Japan’s economy is still bedevilled by poor demographics and huge public debts. This is the long-term bear case – namely that Japan cannot break free from the legacy of the bursting of the debt-fuelled property and stock market bubble which peaked on 31 December 1989.

The economy has rarely gained sustained traction since and the Nikkei 225 still trades 40% below its all-time high, despite 25 years or more of QE and zero or negative interest rates.

Bull case

Bulls of Japanese equities will sweep aside such concerns.

Debt and demographic concerns are neither new nor unique to Japan. As the US, UK and Europe all slip into the public debt mire, there may be less chance of the markets picking a fight with Japan’s bond market or currency. Nor have these issues stopped the Nikkei rising 5% over the past year, despite Covid-19, or advancing from a modern day low of barely 7,600 in 2003 to more than 23,500 today.

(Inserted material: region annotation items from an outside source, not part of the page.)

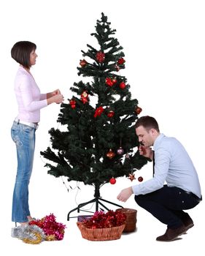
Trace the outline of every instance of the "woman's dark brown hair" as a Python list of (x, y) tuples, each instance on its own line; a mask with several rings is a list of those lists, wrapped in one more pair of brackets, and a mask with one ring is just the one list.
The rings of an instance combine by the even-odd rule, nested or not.
[(142, 126), (147, 131), (153, 128), (160, 132), (159, 126), (155, 118), (152, 116), (145, 116), (140, 117), (136, 122), (135, 128)]
[(12, 58), (24, 67), (29, 69), (31, 67), (30, 53), (36, 49), (36, 45), (34, 42), (29, 41), (18, 42), (12, 48)]

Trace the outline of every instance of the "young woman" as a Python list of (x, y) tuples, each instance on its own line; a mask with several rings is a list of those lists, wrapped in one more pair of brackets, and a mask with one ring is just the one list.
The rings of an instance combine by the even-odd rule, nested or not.
[(28, 41), (16, 42), (11, 50), (12, 58), (19, 64), (15, 80), (15, 93), (18, 114), (11, 135), (16, 145), (18, 168), (13, 192), (12, 220), (26, 225), (32, 219), (28, 206), (28, 184), (32, 172), (35, 132), (40, 121), (40, 110), (51, 103), (61, 103), (59, 89), (41, 94), (30, 69), (36, 64), (36, 45)]

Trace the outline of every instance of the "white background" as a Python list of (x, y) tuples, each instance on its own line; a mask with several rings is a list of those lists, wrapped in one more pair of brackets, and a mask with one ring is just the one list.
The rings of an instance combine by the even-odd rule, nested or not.
[[(90, 35), (104, 12), (117, 29), (115, 34), (125, 53), (125, 69), (121, 74), (131, 85), (133, 98), (143, 109), (141, 116), (155, 116), (160, 130), (178, 138), (190, 155), (201, 181), (204, 184), (204, 1), (30, 1), (7, 0), (0, 4), (0, 86), (1, 86), (1, 247), (6, 255), (50, 255), (85, 254), (104, 255), (116, 253), (192, 255), (196, 249), (204, 251), (204, 203), (189, 211), (194, 227), (182, 239), (159, 243), (166, 226), (140, 208), (131, 197), (124, 207), (136, 208), (137, 231), (123, 235), (120, 240), (91, 242), (82, 239), (76, 219), (66, 221), (67, 213), (77, 203), (93, 198), (93, 188), (76, 184), (67, 192), (61, 178), (47, 174), (39, 151), (50, 146), (48, 130), (58, 127), (60, 106), (42, 110), (36, 131), (34, 166), (30, 185), (32, 215), (41, 218), (53, 213), (57, 221), (66, 224), (65, 237), (59, 242), (26, 244), (10, 237), (12, 189), (16, 174), (16, 152), (10, 138), (10, 127), (17, 115), (13, 80), (18, 64), (10, 57), (15, 42), (30, 40), (37, 45), (39, 55), (32, 73), (42, 92), (59, 88), (66, 99), (74, 82), (86, 78), (77, 76), (77, 67), (86, 44), (96, 45)], [(136, 176), (151, 177), (151, 165)], [(107, 184), (101, 196), (117, 203), (123, 188), (131, 184), (125, 178), (115, 185)], [(165, 252), (166, 251), (166, 252)], [(4, 252), (5, 254), (5, 252)], [(199, 253), (201, 255), (202, 252)], [(1, 252), (2, 255), (2, 252)]]

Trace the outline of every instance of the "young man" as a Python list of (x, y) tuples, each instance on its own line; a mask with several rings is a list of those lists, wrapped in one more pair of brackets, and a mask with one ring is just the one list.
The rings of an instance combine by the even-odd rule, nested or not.
[(183, 146), (174, 138), (160, 133), (153, 117), (139, 118), (136, 132), (142, 145), (139, 154), (153, 160), (153, 178), (122, 190), (117, 199), (125, 202), (134, 194), (139, 206), (167, 225), (165, 234), (156, 240), (175, 240), (193, 226), (183, 210), (195, 207), (202, 200), (197, 173)]

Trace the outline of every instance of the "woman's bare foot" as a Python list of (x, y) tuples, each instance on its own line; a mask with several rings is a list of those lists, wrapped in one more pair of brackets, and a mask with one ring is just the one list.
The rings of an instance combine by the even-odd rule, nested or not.
[(28, 222), (18, 222), (21, 226), (26, 226), (26, 225), (28, 224)]
[(27, 218), (28, 218), (28, 222), (33, 220), (33, 218), (31, 217), (31, 216), (27, 216)]

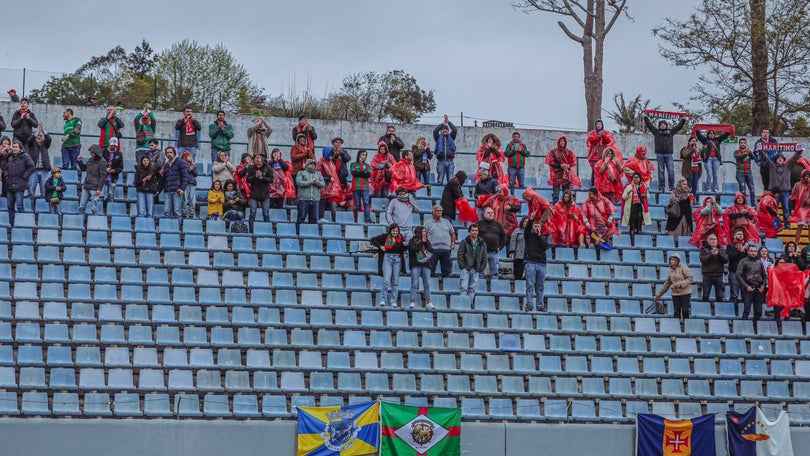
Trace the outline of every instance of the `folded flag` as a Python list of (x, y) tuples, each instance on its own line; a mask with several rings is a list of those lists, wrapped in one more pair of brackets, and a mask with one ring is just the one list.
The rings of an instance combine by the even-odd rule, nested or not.
[(671, 421), (639, 413), (636, 456), (716, 456), (714, 415)]
[(298, 456), (375, 454), (380, 446), (380, 403), (298, 407)]
[(461, 455), (461, 409), (383, 402), (380, 417), (380, 455)]
[(726, 412), (726, 444), (730, 456), (793, 456), (788, 414), (770, 421), (759, 407)]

Ultra-loose monetary policy from the Bank of Japan is helping, as investors look for returns better than those available from cash or Japanese government bonds, and the BoJ seems unlikely to throttle back any time soon, either.

Japan could offer value. The fact that the bear cases are not especially new would suggest they are at least partly factored into valuations already. In addition, Abenomics actively promoted corporate governance reforms and even prompted the creation of a new stock index, the JPX Nikkei 400, where return on equity, dividend and buyback policies, and shareholder relations were key entry criteria.

Before the pandemic, Japan was trading on a lowly price to earnings ratio (PE) relative to its history, thanks to Abenomics’ focus on profitability, and the latest spike in the PE simply reflects the hit to corporate earnings from the pandemic-related global recession.

Japan provides exposure to global recovery. The Japanese market is packed with high-quality manufacturers and exporters, giving it leverage into whatever form of global upturn follows the pandemic. 

Business confidence is currently low, using the quarterly Tankan or the Business Short-Term Economic Sentiment Survey as a guide, but any upturn could quickly feed through to share prices.